Stroke is een veel voorkomende gebeurtenis en wordt onderverdeeld in twee typen met diametraal tegenovergestelde oorzaken, namelijk: hemorragische beroerte, als gevolg van een bloeding binnen de schedelholte; en ischemische beroerte – overeenkomend met ongeveer 80% van alle beroertes -, als gevolg van gebrek aan bloedtoevoer (en, bijgevolg, gebrek aan zuurstof) naar het hersenweefsel. Hemorragische beroerten, die later in de huidige studie op B zullen worden behandeld, kunnen worden onderverdeeld in een hemorragisch herseninfarct (bloed in het parenchym) en een herseninfarct met subarachnoïdale bloeding (bloed in de CSF)(8). De geïnfracteerde hersenen zijn aanvankelijk bleek en, naarmate de uren en dagen verstrijken, wordt de grijze massa gezwollen, met verwijding van de bloedvaten en kleine petechiën. Wanneer een embolus die een bloedvat insluit, losraakt of migreert, ontstaat er een bloedinstroom in het aangetaste gebied, die mogelijk een bloeduitstorting veroorzaakt en de daaruit voortvloeiende hemorragische transformatie. Ischemische beroerten ontstaan meestal ten gevolge van een verminderde cerebrale bloedstroom, waardoor een tekort aan zuurstof en voedingsstoffen in dit weefsel ontstaat. Een andere oorzaak is occlusie van afvoerende aders, waardoor hersenoedeem ontstaat, hetgeen kan leiden tot ischemie of hersenbloeding. Wat de oorzaken betreft, kunnen drie belangrijke gebeurtenissen tot een ischemisch herseninfarct leiden: arteriële trombose ten gevolge van aandoeningen van de slagaderwand door atherosclerose, dissectie of fibromusculaire dysplasie; embolie, waarbij deeltjes die van elders in het lichaam afkomstig zijn, naar een willekeurig deel van de hersenen migreren; maar aangezien dit proces zich niet tot een afgebakend gebied beperkt, kan een plaatselijke behandeling het probleem slechts tijdelijk oplossen; systemische hypoperfusie, waarbij er een algemene daling van de bloedtoevoer optreedt, waardoor het hersenweefsel van bloed wordt beroofd. Dan is er nog de nosologische entiteit die voorbijgaande ischemische aanval wordt genoemd, waarbij de neurologische symptomen minder dan 24 uur duren(10-12).

In de literatuur wordt melding gemaakt van percentages van bijna 60% van niet-detectie van beroerten tijdens de eerste 12 uur, zodat op zo’n moment een CT-scan geïndiceerd is om een mogelijke bloeding te evalueren. Een studie die alleen gebruik maakt van CT evaluatie in de eerste 6 uur na het begin van de symptomen rapporteert een diagnostische nauwkeurigheid van 61%(4).

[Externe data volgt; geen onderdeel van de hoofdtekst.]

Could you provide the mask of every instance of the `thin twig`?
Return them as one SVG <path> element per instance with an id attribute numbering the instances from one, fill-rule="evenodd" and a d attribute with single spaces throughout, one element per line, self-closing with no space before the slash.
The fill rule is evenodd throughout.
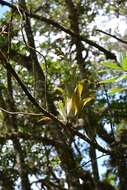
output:
<path id="1" fill-rule="evenodd" d="M 32 115 L 32 116 L 43 116 L 42 113 L 27 113 L 27 112 L 12 112 L 12 111 L 8 111 L 6 109 L 3 109 L 0 107 L 0 110 L 3 111 L 3 112 L 6 112 L 8 114 L 11 114 L 11 115 Z"/>

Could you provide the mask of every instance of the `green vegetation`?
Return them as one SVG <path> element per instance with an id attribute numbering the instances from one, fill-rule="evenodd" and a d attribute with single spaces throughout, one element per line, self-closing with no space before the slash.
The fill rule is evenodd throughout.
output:
<path id="1" fill-rule="evenodd" d="M 126 1 L 0 5 L 0 189 L 126 190 Z"/>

Het is belangrijk te vermelden dat, in gevallen van een beroerte van de middelste cerebrale slagader (MCA), de CT in 75% van de gevallen reeds in de eerste drie uur afwijkingen aantoont. Er kan een aperdens signaal worden waargenomen, dat overeenkomt met de aanwezigheid van een intraluminale trombus in het gebied van het MCA (fissuur van de sylvianen). De eerste tekenen van ischemische beroerte zijn de volgende: hypoattenuatie van het MCA-gebied, effacement van de lentiforme kern en de corticale sulci, focale hypoattenuatie van het parenchym, verduistering van de sylvianfissuur, MCA-hyperdensiteit – waargenomen bij 30% tot 40% van de patiënten, te wijten aan trombose in hetarteriële lumen (figuur 1) -, en verlies van grijs-witte differentiatie in de basale ganglia (figuur 2).

Pijl toont MCA hyperdensiteit.

CT die MCA ischemische beroerte toont. A,B: Gedeeltelijk infarct binnenvolvement beperkt tot de linker hemisfeer. C,D: Compleet infarct links, met massa-effect dat de laterale ventrikel samendrukt; kleine hypodensiteit links van de rechter hemisfeer.

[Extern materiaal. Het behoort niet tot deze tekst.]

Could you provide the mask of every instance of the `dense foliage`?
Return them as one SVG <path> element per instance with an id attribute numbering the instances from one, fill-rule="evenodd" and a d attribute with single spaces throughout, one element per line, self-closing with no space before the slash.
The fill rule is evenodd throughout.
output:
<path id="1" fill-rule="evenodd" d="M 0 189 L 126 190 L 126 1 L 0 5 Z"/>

Tussen 12 en 24 uur is er een verandering in de normale wit-grijze differentiatie ten gevolge van oedeem. Na 24 uur, tot de zevende dag, wordt een gebied van hypodensiteit gezien in een vasculaire distributie (in 70% van de gevallen), als gevolg van cytotoxisch oedeem. Ook kan een massa-effect optreden, met volledige of gedeeltelijke compressie van ventrikels en cisternen.Hemorragische transformatie kan optreden en kan in 70% van de gevallen worden gezien tussen de tweede en vierde dag. Bij het massa-effect kan een eventuele afname, ex vacuo dilatatie van de ventrikels worden waargenomen. Later kan er een verlies van parenchymale massa zijn, met geassocieerde sulci en ventriculaire vergroting als gevolg vanencephalomalacia(13,14).

In sommige gevallen kunnen de tomografische tekenen reeds zichtbaar zijn binnen 6 zes uur na het begin van de symptomen van een herseninfarct (figuur 3).

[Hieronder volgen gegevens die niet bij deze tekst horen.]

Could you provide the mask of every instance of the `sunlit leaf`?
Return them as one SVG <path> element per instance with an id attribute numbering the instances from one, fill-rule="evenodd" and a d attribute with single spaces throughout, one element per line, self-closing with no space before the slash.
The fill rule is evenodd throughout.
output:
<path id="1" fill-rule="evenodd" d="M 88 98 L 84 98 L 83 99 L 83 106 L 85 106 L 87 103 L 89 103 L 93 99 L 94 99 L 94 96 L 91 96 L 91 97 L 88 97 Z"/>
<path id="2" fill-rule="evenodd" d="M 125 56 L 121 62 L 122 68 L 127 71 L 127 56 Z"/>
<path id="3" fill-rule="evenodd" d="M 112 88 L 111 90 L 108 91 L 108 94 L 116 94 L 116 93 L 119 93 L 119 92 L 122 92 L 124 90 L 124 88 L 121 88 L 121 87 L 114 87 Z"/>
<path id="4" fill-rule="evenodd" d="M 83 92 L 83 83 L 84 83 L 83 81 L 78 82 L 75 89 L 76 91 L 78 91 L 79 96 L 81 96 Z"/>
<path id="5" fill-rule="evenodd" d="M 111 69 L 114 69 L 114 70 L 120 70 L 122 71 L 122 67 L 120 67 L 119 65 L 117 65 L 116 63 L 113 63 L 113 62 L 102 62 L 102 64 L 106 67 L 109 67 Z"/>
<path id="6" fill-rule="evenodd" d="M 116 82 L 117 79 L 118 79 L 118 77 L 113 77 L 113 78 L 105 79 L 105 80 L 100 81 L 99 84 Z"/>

A: CT 6 uur na het begin van de symptomen. De gebogen pijl geeft de mediale afbakening aan van het posterieure deel van het rechter interne kapsel. Merk op dat de laterale rand van het inwendige kapsel slecht gedefinieerd is door de verminderde attenuatie van de lentiforme nucleus. De rechte pijl geeft het normale linker inwendige kapsel en de lentiforme kern aan. B: Verminderde wit-grijze differentiatie in de rechter cerebrale hemisfeer, overeenkomend met de MC-verdeling. C: Drie dagen na de gebeurtenis, met een groter gebied van verzwakking (rechte pijlen) overeenkomend met bloeding in een gebied van infarct. Niet hemorragische gebieden van infarct vertonen hypoattenuatie (gebogen pijl).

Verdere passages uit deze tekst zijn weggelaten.